Quand je suis retourné à Xigang après cinq ans, je ne pouvais pas le reconnaître. Ce qui avait été une petite ville balnéaire mais généralement bien entretenue était devenu un désordre tentaculaire d'une ville; la construction, la boue et les tas d'ordures étaient apparemment partout. Les Chinois Han avec qui j'ai parlé ont claironné les nouvelles opportunités que Pékin offrait à la minorité ethnique gaomienne locale dans cet avant-poste frontière. Le peuple gaomien, m'ont-ils dit, ne savait pas comment développer ses terres et ses ressources. Xigang est peut-être un gâchis maintenant, mais, m'ont-ils assuré, cela apparaîtrait comme une ville chinoise moderne.

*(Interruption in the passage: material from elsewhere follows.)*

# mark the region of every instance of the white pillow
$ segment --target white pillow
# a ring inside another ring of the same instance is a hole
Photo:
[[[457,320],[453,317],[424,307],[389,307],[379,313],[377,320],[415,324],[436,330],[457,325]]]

Pourtant, Xigang n'est pas une ville chinoise, du moins au sens géographique. Xigang lui-même est le nom chinois du port cambodgien de Sihanoukville. La population gaomienne locale - connue en anglais sous le nom de Khmer - a vu sa maison dans le golfe de Thaïlande passer d'un endroit agréable (sinon entièrement sûr) fréquenté par des routards occidentaux et des sexpats à la bière, à ce que beaucoup considèrent comme une colonie coloniale . Une présence militaire chinoise apparaît de plus en plus plausible.

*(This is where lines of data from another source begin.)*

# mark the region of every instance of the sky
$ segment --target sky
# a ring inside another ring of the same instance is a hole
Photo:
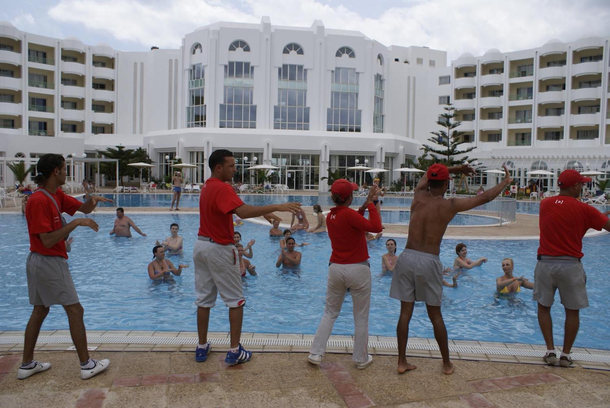
[[[48,37],[120,51],[178,48],[217,21],[354,30],[386,46],[481,55],[539,47],[551,38],[610,37],[610,0],[0,0],[0,20]]]

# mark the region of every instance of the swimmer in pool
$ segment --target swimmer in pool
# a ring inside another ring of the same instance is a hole
[[[162,242],[157,241],[156,245],[160,245],[167,251],[168,255],[179,255],[182,253],[182,237],[178,235],[178,225],[175,222],[170,226],[171,235]]]
[[[235,245],[237,247],[237,244],[242,242],[242,234],[239,231],[235,231],[233,233],[233,241],[235,241]],[[252,259],[252,245],[253,245],[256,241],[254,239],[251,239],[250,242],[248,243],[248,245],[243,248],[243,256],[246,258],[249,258]],[[243,246],[243,245],[242,245]]]
[[[286,240],[292,236],[292,231],[290,230],[284,230],[284,233],[282,234],[284,237],[279,240],[279,247],[282,249],[285,249],[286,248]],[[308,242],[301,242],[301,244],[295,244],[296,247],[303,247],[306,245],[309,245]]]
[[[314,212],[317,217],[318,225],[311,227],[307,231],[314,234],[326,232],[326,217],[322,213],[322,208],[320,206],[320,204],[316,204],[314,206]]]
[[[279,229],[279,220],[273,220],[273,227],[269,230],[269,236],[281,237],[282,236],[282,230]]]
[[[301,253],[295,250],[295,239],[292,237],[286,238],[286,250],[282,251],[275,262],[275,267],[279,268],[282,265],[287,267],[298,266],[301,264]]]
[[[157,245],[152,248],[152,261],[148,264],[148,277],[153,280],[168,280],[172,278],[171,273],[179,276],[182,269],[188,267],[184,264],[179,264],[178,267],[175,267],[171,261],[165,259],[165,248]]]
[[[381,256],[381,270],[392,272],[394,270],[396,266],[396,241],[390,238],[386,241],[386,248],[387,248],[387,253],[384,253]]]
[[[466,249],[466,244],[460,242],[456,245],[456,254],[458,258],[453,261],[453,270],[464,272],[464,269],[472,269],[475,266],[481,266],[487,261],[487,258],[484,256],[479,258],[476,261],[472,261],[470,258],[466,258],[468,255],[468,250]]]
[[[250,263],[248,259],[243,259],[243,245],[241,244],[235,244],[235,247],[237,248],[237,255],[239,255],[239,272],[242,276],[246,276],[246,272],[249,272],[251,275],[256,275],[256,267]]]
[[[504,275],[496,278],[496,289],[501,294],[509,294],[513,292],[521,292],[521,288],[525,287],[527,289],[534,289],[534,283],[519,276],[515,278],[512,276],[512,269],[515,265],[512,262],[512,258],[505,258],[502,259],[502,270]]]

Avec son inclusion dans l'initiative Belt and Road du président chinois Xi Jinping, Sihanoukville se trouve maintenant fermement dans l'étreinte de Pékin, facilitée par le rôle croissant de Xi et de la Chine en tant que bienfaiteur du Premier ministre cambodgien Hun Sen. C'est une étreinte qui semble susceptible de se resserrer . L'été dernier, Pékin a annoncé qu'un nouveau consulat serait ouvert dans la ville, et Le Wall Street Journal rapporté que les deux pays avaient signé un accord pour permettre aux navires chinois d'accéder à la base navale voisine de Ream. À la mi-octobre, l'ambassadeur de Chine au Cambodge, Wang Wentian, a aidé à établir un Chinois chamber de cbureau de commerce électronique à Sihanoukville. Et elle compte de nombreux membres potentiels: selon les statistiques locales, plus de 90% des entreprises de la ville appartiennent désormais à des Chinois. Hun Sen, un ancien officier khmer rouge et l'un des dirigeants les plus anciens du monde, a maintenu sa position en jouant habilement différents mécènes selon les besoins: d'abord le Vietnam, puis les organisations d'aide internationales, et maintenant la Chine.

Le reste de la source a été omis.